Rene Massigli, French Ambassador to London, was called to Paris to see if his superior knowledge of the English language and the British viewpoint could help straighten things out. In Paris, British Ambassador Sir Oliver Harvey's big Rolls-Royce virtually ran a shuttle service between the British embassy and the Quai d'Orsay as Harvey delivered the messages from London. At one point, the British embassy issued a statement to the press: "It is important at this stage to make the British government's attitude quite clear. The British government yield to none in their approval of the proposal to hold a conference ..." Hardly had Parisian newspaper offices received this statement when the embassy called excitedly to withdraw it. The British government's attitude, it seemed, could not yet be made quite clear.

From his sickbed in a London hospital, ailing Ernest Bevin made a new proposal: let the Western Foreign Ministers meet to examine the procedure to be followed in negotiations. Within 40 minutes, the French rejected that suggestion, declared that it would simply waste time. The French and their continental friends announced they would go ahead without Britain, but would keep the British informed. His Majesty's government expressed a hope that Britain might be able to join the plan once the details became clear.

Frank Admission. Beneath this diplomatic squabble, which seemed concerned merely with formalities, was a deep and real conflict. As in most other recent instances when Britain was urged to participate in measures toward Western European integration, the Labor government was afraid that the Schuman Plan would interfere with its planned economy. In the past, British leaders have tended to deny or at least to evade the charge that the Labor Party's national socialism stood in the way of British cooperation with Europe. Last week some Labor spokesmen were more frank. Wrote Wilfred Fienburgh, the Labor Party's newly appointed research secretary: "A nation which has undertaken full employment planning cannot be expected to relinquish any of its autonomy to an international authority ... If the balance of power on any international body were to tend toward restriction [of industry], the full employment countries might find their full employment plans endangered ..."

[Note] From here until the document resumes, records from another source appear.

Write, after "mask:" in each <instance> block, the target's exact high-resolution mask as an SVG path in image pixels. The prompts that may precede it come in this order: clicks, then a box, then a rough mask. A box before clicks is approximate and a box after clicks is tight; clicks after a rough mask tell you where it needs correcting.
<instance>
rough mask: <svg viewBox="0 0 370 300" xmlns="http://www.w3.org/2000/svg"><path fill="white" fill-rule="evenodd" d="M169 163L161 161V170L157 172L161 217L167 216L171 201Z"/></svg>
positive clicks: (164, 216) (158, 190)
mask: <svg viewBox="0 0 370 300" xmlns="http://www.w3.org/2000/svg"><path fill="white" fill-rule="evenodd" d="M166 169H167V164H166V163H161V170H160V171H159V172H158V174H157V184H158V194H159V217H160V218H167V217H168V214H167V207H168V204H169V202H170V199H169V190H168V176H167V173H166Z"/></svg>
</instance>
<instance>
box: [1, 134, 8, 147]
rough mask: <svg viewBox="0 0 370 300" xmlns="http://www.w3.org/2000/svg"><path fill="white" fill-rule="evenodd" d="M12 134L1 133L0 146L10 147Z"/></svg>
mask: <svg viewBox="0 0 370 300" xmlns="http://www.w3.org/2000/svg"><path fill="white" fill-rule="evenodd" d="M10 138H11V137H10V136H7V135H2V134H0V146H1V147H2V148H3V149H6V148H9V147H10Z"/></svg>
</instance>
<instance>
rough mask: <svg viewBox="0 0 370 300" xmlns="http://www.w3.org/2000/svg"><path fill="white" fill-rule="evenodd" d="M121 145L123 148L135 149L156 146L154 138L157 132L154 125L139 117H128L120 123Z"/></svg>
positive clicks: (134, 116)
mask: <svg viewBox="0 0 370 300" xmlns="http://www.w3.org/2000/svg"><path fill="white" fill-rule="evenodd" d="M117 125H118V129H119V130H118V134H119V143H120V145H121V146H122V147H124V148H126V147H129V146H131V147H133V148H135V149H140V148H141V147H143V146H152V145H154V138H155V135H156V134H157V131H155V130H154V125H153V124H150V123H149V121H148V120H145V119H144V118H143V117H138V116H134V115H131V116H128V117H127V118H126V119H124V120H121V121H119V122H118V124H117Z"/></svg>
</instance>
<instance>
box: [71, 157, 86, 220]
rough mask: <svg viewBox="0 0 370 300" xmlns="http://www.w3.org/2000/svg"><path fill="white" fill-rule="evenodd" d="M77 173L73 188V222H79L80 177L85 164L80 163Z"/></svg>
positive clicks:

This attitude was not confined to the Labor Party--nor to Britain. In any country, unemployment resulting from the closing of any inefficient nationally protected factory would call forth a sharp reaction against the Schuman Plan. The leaders of France, Italy, West Germany and Benelux understood that danger as well as the British did. It was significant that the others were willing to go ahead and explore the risky ground, while Britain's planners hung back.